How to return whole non-latin strings matching a reduplication pattern, such as AAB or ABB

93 views Asked by At

I am working with strings of non-latin characters. I want to match strings with reduplication patterns, such as AAB, ABB, ABAB, etc. I tried out the following code:

import re

patternAAB = re.compile(r'\b(\w)\1\w\b')
match = patternAAB.findall(rawtext)
print(match) 

However, it reurns only the first character of the matched string. I know this happens because of the capturing parenthesis around the first \w.

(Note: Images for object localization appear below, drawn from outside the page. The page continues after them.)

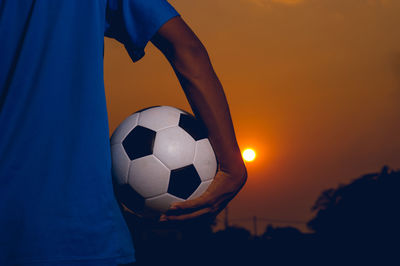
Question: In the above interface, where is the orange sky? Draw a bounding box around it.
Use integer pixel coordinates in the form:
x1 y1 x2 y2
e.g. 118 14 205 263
104 0 400 233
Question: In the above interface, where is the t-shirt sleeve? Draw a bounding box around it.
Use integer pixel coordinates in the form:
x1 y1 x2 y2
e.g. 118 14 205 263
105 0 180 62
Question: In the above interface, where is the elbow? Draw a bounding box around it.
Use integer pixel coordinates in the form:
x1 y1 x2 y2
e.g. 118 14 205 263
240 163 248 188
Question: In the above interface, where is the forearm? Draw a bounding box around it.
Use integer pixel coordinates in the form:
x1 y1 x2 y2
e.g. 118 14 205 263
151 17 246 218
169 43 246 179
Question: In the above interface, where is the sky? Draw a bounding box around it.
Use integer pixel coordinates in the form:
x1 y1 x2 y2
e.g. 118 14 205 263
104 0 400 233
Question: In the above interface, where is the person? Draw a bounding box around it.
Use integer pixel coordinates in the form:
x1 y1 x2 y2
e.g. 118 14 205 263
0 0 247 265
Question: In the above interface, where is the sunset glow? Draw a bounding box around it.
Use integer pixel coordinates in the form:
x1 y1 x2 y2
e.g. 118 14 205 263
105 0 400 234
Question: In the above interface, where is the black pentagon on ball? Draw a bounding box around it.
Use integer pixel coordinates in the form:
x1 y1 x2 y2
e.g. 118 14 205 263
122 126 156 160
178 114 208 141
168 164 202 199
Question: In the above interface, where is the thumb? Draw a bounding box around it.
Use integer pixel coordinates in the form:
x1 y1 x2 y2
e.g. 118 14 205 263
168 195 208 212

I tried to add capturing parenthesis around the whole matched block, but Python gives

error: cannot refer to an open group at position 7

I also found this method,but didn't work for me:

patternAAB = re.compile(r'\b(\w)\1\w\b')
match = patternAAB.search(rawtext)
if match:
    print(match.group(1))

How could I match the pattern and return the whole matching string?

# Ex. 哈哈笑 
# string matches AAB pattern so my code returns 哈 
# but not the entire string
2

There are 2 answers

3
Alex Hall On BEST ANSWER

The message:

error: cannot refer to an open group at position 7

is telling you that \1 refers to the group with parentheses all around, because its opening parenthesis comes first. The group you want to backreference is number 2, so this code works:

import re

rawtext = 'abc 哈哈笑 def'

patternAAB = re.compile(r'\b((\w)\2\w)\b')
match = patternAAB.findall(rawtext)
print(match)

Each item in match has both groups:

[('哈哈笑', '哈')]
2
Alex Hall On

I also found this method, but didn't work for me:

You were close here as well. You can use match.group(0) to get the full match, not just a group in parentheses. So this code works:

import re

rawtext = 'abc 哈哈笑 def'

patternAAB = re.compile(r'\b(\w)\1\w\b')
match = patternAAB.search(rawtext)
if match:
    print(match.group(0))   # 哈哈笑